Migrant workers in Bahrain have not been alone in being targeted for violence during the Arab spring. Well documented attacks against black Libyans following the fall of the Gaddafi regime have also been reported and seem indicative of a powerful current of suppressed rage towards minority communities. Discriminatory legal structures such as the kafala system and the multi-tiered visa process which gives different levels of rights to individuals based on nationality are the foundation of xenophobic attitudes of racial superiority in these countries.

When the entire social structure is formulated to ostracize and demean those of “lesser” races, it is little wonder that individual citizens will also hold violently racist views towards those to whom they have been taught they are intrinsically above.

The Bahrain Commission Report’s recommendation to alleviate the xenophobic attitudes which violently surfaced during the revolution is simply “to introduce more education to promote tolerance and respect for the rule of law”. Scarcely three lines in the report are given to addressing the social dysfunctions which resulted in so much bloodshed.
While education in and of itself is undoubtedly important, it is not enough to uproot the fundamental sickness at the heart of the problem.

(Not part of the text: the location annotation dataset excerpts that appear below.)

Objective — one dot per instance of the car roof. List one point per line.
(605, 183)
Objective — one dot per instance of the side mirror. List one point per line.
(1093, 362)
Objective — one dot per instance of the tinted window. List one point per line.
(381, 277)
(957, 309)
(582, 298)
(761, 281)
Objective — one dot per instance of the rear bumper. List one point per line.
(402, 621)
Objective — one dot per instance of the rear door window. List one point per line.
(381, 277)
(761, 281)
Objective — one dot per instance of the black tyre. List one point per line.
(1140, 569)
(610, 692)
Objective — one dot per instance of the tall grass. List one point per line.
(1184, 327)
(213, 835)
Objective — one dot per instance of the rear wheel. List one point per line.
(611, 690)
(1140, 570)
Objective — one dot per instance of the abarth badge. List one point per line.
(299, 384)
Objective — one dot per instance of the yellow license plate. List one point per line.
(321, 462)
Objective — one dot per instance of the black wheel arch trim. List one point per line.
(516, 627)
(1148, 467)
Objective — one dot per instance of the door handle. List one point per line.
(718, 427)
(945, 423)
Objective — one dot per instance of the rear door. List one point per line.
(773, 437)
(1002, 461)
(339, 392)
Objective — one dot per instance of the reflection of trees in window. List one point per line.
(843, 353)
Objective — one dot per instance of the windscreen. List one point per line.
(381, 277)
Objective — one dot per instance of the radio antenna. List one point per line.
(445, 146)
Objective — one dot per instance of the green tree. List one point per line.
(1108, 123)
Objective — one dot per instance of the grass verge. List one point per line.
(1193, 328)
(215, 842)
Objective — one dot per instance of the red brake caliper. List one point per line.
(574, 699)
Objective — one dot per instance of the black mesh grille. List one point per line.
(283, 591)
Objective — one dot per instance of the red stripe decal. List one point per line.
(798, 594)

The seething hatred which led an angry mob to cut out the tongue of a Muslim muezzin for the crime of being a South Asian migrant is at heart derived from the institutionalized racial hierarchy which continues to be enforced in Bahraini society.

Until the government of Bahrain takes serious steps to dismantle the de facto caste hierarchy of the kafala system and begins making even minimum investments to improve the social conditions of its foreign workers the attitude of racial superiority and hatred which characterized the pogroms of the revolution will continue to fester.

Structural violence built into the legal and social structure of society inevitably begets the type of physical violence which occurred against migrants in Bahrain during the revolution. If there is to be a legitimate and holistic healing process in Bahrain it must stop effectively treating 40% of its residents as human chattel and start taking seriously the issue of the basic human rights of its migrant worker class.